One worry today is fear of a collision on a runway. Humans remain very much part of our aviation system and human brains can make mistakes. Now, a new technology may help stop some of those mistakes.
The Honeywell Corporation makes lots of things, including cockpit avionics and their newest project already installed in some jets is called Smart Runway and Smart Landing. It's a software upgrade, with a computerized voice telling a pilot where he or she is, or warning them when they are about to make a mistake.
"These big airports can be very confusing," says Marcus Johnson, Honeywell's chief test pilot, who runs these electronics through their paces aboard a company owned Beech King Air based at Everett's Paine Field.
In a demonstration ride, he demonstrates just what Smart Runway and Landing can do. Because the system relies on GPS, it knows within a few feet where the plane is and compares that location to the position on a computerized map inside a computer.
Say you're about to takeoff on a taxiway. The voice will yell out and a visual warning will flash on the weather radar display that you're on a taxiway and not on a runway.
Let's say a pilot landing in poor visibility is about to touch down when there's not enough runway. The computer will warn the pilot just how much runway he has left, or doesn't in thousand foot intervals.
Sometimes it's just a confidence builder, saying you're on the right runway, and not on the wrong one.
This use of GPS technology combined with mapping has already proved itself starting in the 1990s. That's when Honeywell came up with the Enhanced Ground Proximity Warning System. That system uses flight data such as direction, altitude and location, compares it to the map and says to itself that if you continue on this path you're going to run into a mountain, or into a TV tower or even a building.

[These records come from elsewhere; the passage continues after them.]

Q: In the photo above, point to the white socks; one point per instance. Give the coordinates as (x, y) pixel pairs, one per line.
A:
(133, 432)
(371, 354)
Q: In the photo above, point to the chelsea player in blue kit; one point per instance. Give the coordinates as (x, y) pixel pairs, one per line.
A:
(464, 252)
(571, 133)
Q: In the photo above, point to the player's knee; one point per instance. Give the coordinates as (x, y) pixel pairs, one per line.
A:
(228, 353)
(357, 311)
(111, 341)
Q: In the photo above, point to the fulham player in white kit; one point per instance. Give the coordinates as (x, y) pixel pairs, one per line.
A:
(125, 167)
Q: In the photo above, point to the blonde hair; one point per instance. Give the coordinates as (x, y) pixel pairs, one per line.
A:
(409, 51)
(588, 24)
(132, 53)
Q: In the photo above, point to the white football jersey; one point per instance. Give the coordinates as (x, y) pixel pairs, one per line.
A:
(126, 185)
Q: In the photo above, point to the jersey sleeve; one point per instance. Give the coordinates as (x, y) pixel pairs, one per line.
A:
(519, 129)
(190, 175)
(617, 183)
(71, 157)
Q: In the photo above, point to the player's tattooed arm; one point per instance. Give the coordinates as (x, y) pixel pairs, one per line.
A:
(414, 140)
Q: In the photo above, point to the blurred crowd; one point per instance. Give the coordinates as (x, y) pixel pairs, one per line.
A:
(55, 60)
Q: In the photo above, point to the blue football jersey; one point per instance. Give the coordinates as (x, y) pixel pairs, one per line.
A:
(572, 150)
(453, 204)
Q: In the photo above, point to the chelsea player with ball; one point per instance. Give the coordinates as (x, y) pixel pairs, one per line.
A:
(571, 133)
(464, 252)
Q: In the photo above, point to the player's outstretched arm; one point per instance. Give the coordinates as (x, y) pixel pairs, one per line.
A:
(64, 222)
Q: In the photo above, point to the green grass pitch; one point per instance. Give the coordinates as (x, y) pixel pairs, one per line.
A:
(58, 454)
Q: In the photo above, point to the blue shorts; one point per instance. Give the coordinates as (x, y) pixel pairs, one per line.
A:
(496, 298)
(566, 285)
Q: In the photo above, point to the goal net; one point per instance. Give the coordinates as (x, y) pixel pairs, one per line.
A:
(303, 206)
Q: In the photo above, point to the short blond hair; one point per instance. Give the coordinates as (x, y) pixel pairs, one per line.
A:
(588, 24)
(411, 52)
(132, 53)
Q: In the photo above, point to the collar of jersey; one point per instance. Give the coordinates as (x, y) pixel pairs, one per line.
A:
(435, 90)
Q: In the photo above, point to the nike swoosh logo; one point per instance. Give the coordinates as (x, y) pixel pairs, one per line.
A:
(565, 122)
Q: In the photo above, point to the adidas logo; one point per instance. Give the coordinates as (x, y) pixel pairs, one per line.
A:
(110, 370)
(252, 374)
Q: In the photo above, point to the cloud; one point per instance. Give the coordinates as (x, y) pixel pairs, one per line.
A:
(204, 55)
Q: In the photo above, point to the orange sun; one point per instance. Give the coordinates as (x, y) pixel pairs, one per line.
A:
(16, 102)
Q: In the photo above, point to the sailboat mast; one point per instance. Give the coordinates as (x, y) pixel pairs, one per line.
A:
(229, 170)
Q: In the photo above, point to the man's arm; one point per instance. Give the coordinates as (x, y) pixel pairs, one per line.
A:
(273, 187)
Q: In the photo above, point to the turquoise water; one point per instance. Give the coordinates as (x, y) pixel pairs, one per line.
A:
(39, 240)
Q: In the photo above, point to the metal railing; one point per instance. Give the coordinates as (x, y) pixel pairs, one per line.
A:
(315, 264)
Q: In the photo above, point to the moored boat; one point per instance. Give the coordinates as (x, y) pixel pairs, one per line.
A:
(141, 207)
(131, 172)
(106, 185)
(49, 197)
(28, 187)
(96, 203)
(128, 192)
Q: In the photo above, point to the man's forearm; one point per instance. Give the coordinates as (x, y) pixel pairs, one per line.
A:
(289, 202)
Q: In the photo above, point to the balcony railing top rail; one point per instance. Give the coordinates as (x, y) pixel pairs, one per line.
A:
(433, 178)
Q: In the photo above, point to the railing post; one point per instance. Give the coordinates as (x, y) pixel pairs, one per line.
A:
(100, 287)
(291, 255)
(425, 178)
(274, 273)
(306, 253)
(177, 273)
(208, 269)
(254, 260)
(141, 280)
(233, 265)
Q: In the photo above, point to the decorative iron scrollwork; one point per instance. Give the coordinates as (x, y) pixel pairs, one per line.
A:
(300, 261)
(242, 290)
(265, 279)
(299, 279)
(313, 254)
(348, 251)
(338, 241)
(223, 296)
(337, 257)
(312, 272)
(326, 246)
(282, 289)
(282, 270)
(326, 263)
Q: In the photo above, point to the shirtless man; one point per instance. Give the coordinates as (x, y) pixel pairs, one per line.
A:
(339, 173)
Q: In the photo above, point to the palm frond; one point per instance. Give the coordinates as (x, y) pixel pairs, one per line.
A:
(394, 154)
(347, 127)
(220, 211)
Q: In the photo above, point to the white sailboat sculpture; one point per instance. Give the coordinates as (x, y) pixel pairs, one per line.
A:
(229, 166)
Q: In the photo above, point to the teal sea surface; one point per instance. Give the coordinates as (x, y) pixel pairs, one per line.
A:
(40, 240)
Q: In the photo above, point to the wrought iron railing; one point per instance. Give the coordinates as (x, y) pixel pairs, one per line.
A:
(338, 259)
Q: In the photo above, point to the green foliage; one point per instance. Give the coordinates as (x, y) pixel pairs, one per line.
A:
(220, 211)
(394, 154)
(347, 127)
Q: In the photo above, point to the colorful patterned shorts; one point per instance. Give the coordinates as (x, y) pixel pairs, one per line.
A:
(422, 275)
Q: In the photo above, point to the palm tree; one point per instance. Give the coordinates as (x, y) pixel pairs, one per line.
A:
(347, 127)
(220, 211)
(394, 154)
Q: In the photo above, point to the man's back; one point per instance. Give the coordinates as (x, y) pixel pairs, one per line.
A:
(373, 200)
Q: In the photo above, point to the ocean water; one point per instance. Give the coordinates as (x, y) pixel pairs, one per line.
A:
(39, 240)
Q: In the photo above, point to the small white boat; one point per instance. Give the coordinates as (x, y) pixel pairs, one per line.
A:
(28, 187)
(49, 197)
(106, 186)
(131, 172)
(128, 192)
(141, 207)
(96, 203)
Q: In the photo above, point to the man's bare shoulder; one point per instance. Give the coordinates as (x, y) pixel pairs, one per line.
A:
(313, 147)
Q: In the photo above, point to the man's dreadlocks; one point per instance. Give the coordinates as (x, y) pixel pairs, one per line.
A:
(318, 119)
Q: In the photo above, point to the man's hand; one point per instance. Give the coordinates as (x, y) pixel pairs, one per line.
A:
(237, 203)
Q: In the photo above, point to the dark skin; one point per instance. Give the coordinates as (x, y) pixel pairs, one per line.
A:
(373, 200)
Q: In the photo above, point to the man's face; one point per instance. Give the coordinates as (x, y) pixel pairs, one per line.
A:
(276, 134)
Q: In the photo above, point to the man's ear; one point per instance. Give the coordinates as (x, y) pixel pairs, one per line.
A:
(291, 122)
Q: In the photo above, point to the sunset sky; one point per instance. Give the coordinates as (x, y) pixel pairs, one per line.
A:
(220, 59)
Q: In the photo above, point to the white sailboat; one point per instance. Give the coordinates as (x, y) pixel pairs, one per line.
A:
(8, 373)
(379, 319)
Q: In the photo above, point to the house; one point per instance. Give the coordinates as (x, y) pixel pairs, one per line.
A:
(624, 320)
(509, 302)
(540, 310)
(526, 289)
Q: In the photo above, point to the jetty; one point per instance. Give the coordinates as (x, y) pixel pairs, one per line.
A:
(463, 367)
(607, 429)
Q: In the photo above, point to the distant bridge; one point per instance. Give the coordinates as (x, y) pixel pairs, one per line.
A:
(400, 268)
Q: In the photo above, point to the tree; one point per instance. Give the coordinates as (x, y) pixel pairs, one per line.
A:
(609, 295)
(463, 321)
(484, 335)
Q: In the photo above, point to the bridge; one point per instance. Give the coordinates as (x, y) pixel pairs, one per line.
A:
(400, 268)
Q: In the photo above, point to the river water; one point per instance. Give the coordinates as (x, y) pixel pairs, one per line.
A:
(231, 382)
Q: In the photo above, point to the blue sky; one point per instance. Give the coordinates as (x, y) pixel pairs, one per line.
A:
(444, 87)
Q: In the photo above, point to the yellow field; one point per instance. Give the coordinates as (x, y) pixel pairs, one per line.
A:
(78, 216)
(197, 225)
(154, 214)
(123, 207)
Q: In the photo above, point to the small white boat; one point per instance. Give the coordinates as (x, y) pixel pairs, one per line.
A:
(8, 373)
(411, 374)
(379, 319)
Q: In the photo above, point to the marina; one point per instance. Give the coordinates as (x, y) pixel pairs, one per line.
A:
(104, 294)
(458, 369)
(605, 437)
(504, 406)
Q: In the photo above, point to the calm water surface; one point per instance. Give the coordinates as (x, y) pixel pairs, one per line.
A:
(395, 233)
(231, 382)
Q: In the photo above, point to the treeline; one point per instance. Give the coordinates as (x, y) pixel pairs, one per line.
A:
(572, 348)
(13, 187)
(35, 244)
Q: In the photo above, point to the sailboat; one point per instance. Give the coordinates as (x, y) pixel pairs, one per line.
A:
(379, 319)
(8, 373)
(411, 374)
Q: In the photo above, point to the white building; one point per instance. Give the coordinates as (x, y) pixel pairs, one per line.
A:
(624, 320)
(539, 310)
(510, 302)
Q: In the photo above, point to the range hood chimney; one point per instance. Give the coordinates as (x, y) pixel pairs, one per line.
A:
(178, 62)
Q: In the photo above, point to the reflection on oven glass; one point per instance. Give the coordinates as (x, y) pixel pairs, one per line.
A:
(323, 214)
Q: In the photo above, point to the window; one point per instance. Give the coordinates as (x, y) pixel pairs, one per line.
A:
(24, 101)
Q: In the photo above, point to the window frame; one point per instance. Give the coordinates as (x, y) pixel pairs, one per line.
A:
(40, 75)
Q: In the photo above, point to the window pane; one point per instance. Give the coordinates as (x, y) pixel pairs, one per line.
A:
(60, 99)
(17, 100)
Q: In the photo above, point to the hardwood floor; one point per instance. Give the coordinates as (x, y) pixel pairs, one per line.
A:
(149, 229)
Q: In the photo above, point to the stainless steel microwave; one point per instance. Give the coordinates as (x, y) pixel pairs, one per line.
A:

The technology is now required on airliners and has put a stop to the most common type of disaster -- flying a perfectly good airplane into the ground. Pilots call it CFIT, Controlled Flight Into Terrain.
Smart Runway and Smart Landing is basically a software add on to EGPWS. But while it raises pilot awareness it's not quite able to tell you a plane is about to roll into your path. But that will soon change.
"Down the road our airplane is going to talk to the other airplanes, and they'll talk to each other and the margin of safety will only get better," says Johnson.